While much public attention has been directed towards the COVID-19 pandemic and lockdown measures, Brexit will still happen at the end of the year. The Government has introduced the EU Settlement Scheme to allow all individuals from all EU countries to easily obtain a clear status in the UK post-Brexit. Individuals are given until 30 June 2021 next year to apply either for a “settled” or a “pre-settled” status.
Unfortunately there is currently no clear policy or guidance on how individuals with disabilities which affect their mental capacity can effectively access the EU Settlement Scheme.
Over the past two and a half years, Migrants Organise has worked closely with individuals with mental health problems who are unable to engage with the immigration process – they might not understand what “immigration status” means, or recall their own personal immigration history. In some instances, this is due to mental health illnesses, including age-related conditions such as dementia. Research by Age UK suggests that 7% of the population in the UK aged 65 and over have dementia, which means that an estimated 7,700 EU citizens over the age of 65 will have difficulties accessing the scheme. (1)
These individuals, and many more, are therefore at high risk of missing the Government’s deadline to access the scheme meaning that they may become undocumented and left without any status here in the UK after 30 June 2021. (2) This will subject thousands more people to the full brunt of the Hostile Environment policy – which has already been shown to force many people into poverty and destitution, foster racism and discrimination, and prevent people from accessing the basic support that they need to live – including healthcare. (3) In full, this means:
- They will be subject to removal proceedings, including indefinite immigration detention
- They will be unable to claim any public benefits, including disability benefits and pension credit. It will also be a criminal offence for them to work (even if they could, given their disabilities).
- They will not be allowed to rent.
- They will be unable to claim housing assistance from local authorities.
- They will be excluded from obtaining care from social services
- They will be unable to have a bank account.
We and 33 other organisations across the country, including the AIRE centre, JCWI And Liberty, as well as councillors from the Islington Council, have therefore asked the Government to provide clear guidance and policy on this issue.
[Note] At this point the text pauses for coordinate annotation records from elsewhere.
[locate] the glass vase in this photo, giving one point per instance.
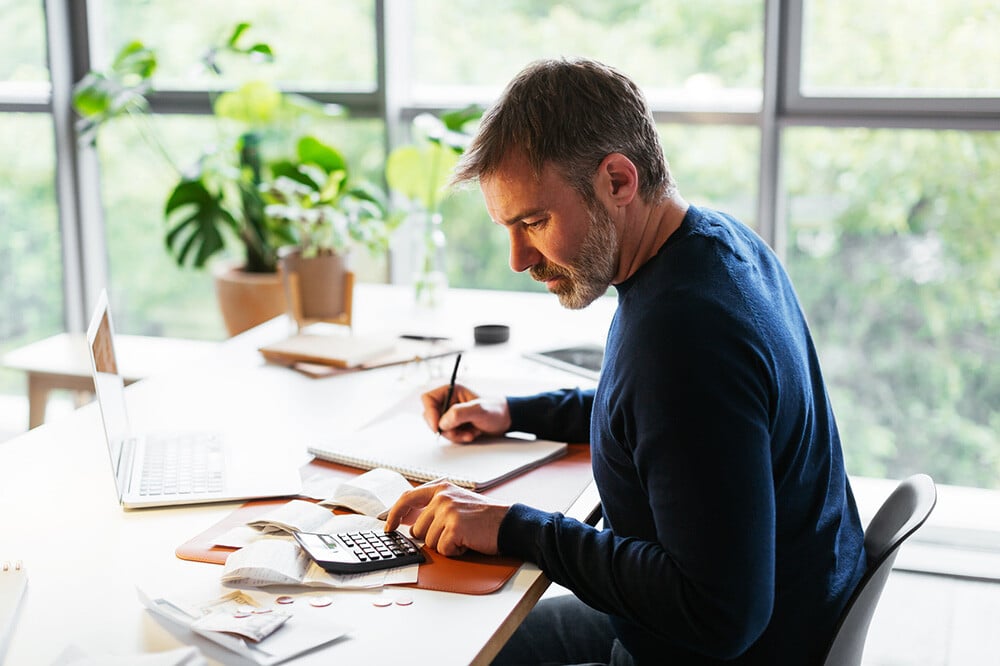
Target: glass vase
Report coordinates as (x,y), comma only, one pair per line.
(431,279)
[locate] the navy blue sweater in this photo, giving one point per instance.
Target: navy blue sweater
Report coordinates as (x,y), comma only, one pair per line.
(731,530)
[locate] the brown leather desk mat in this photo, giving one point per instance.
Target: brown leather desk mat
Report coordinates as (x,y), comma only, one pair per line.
(551,487)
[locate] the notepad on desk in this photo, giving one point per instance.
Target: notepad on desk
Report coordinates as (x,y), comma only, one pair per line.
(341,351)
(403,443)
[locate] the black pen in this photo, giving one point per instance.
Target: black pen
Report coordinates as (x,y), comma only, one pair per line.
(451,389)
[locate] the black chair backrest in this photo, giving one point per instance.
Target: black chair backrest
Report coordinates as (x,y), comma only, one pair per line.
(902,513)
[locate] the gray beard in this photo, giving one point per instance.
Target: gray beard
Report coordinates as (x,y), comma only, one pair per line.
(591,273)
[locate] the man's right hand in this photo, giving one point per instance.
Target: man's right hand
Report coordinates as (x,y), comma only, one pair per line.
(468,417)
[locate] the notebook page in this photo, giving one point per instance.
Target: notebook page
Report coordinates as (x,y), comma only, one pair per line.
(13,580)
(402,442)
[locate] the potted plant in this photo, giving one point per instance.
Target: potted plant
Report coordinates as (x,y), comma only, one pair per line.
(217,202)
(419,173)
(328,213)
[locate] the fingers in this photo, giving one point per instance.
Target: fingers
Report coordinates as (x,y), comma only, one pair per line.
(433,402)
(409,505)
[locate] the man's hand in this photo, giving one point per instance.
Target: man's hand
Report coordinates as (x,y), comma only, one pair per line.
(449,519)
(468,417)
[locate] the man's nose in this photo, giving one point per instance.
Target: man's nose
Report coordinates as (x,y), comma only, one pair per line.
(523,254)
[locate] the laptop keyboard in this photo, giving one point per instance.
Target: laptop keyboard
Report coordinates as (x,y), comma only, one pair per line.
(182,464)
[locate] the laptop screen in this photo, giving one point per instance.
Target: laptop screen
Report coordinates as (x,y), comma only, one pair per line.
(110,387)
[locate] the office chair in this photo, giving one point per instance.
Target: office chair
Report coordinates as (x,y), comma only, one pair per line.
(900,515)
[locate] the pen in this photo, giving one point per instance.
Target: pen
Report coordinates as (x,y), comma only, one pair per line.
(425,338)
(451,389)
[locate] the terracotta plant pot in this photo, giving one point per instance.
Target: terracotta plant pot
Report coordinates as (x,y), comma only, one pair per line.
(318,288)
(248,299)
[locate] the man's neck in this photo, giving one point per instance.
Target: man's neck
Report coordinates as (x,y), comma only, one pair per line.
(645,231)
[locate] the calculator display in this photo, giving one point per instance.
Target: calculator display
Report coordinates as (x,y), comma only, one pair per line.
(358,552)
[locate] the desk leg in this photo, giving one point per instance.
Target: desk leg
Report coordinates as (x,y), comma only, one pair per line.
(38,398)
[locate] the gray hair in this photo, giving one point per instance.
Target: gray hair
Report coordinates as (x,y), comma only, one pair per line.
(571,113)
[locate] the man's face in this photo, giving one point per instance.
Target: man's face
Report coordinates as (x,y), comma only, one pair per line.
(554,235)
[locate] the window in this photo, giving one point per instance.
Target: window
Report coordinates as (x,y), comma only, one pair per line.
(894,251)
(142,161)
(862,140)
(895,48)
(319,45)
(31,279)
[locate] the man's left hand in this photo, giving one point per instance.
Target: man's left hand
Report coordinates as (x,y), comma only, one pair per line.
(449,519)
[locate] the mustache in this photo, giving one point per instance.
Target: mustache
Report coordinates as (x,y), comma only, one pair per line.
(546,271)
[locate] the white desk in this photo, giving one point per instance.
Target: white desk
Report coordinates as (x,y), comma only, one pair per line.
(62,362)
(85,555)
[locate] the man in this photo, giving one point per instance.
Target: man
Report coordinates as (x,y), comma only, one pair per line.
(731,533)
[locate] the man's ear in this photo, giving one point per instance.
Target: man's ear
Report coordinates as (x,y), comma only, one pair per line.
(617,180)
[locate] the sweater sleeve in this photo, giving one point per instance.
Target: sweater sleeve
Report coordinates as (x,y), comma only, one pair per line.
(562,415)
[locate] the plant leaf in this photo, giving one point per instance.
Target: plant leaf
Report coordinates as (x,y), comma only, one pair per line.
(195,219)
(313,151)
(254,103)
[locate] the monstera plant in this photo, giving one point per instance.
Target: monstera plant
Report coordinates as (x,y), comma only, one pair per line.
(219,200)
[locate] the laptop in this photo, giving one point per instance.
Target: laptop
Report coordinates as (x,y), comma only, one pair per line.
(153,469)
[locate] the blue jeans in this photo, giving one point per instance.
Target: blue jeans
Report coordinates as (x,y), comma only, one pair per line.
(564,630)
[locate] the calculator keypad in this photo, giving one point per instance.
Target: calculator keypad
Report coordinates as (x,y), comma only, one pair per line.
(360,551)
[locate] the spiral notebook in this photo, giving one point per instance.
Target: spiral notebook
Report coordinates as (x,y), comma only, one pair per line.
(13,580)
(403,443)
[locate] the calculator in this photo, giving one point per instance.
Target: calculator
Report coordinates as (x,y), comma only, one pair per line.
(358,552)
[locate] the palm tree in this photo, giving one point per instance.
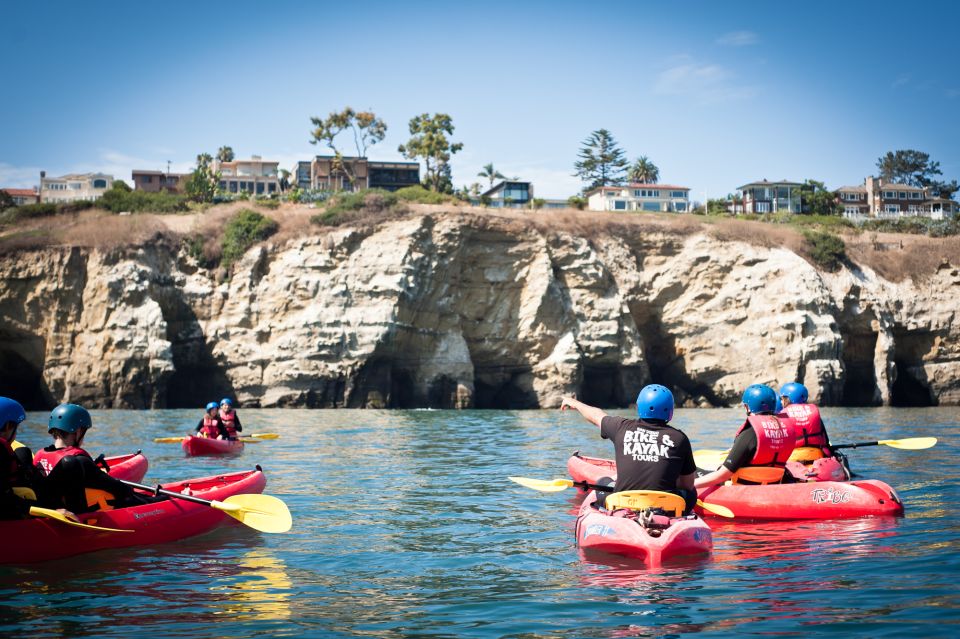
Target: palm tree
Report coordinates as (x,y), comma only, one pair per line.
(643,171)
(491,173)
(225,154)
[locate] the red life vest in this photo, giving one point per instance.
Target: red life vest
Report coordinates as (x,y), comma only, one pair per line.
(228,420)
(47,460)
(809,426)
(209,428)
(775,439)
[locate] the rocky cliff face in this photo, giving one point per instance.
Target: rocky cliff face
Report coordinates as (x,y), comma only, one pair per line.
(453,310)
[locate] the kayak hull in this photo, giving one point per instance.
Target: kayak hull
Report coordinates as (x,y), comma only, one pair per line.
(194,446)
(128,467)
(36,539)
(803,500)
(623,535)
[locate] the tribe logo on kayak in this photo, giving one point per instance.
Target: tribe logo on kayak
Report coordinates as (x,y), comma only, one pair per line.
(646,445)
(829,496)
You can see our full letter here.
We will continue to push the government until an effective system is put in place for individuals with mental health issues. For more information about our work on mental capacity and the immigration process, please contact firstname.lastname@example.org, and follow us on Twitter to stay updated with the latest information.
(1) Research by Age UK, which is not specific to EU citizens, suggests that 7% of the population int the UK aged 65 or over have dementia.
(2) See JCWI’s submission to the ICIBI Inspection on how the EUSS is working for vulnerable groups.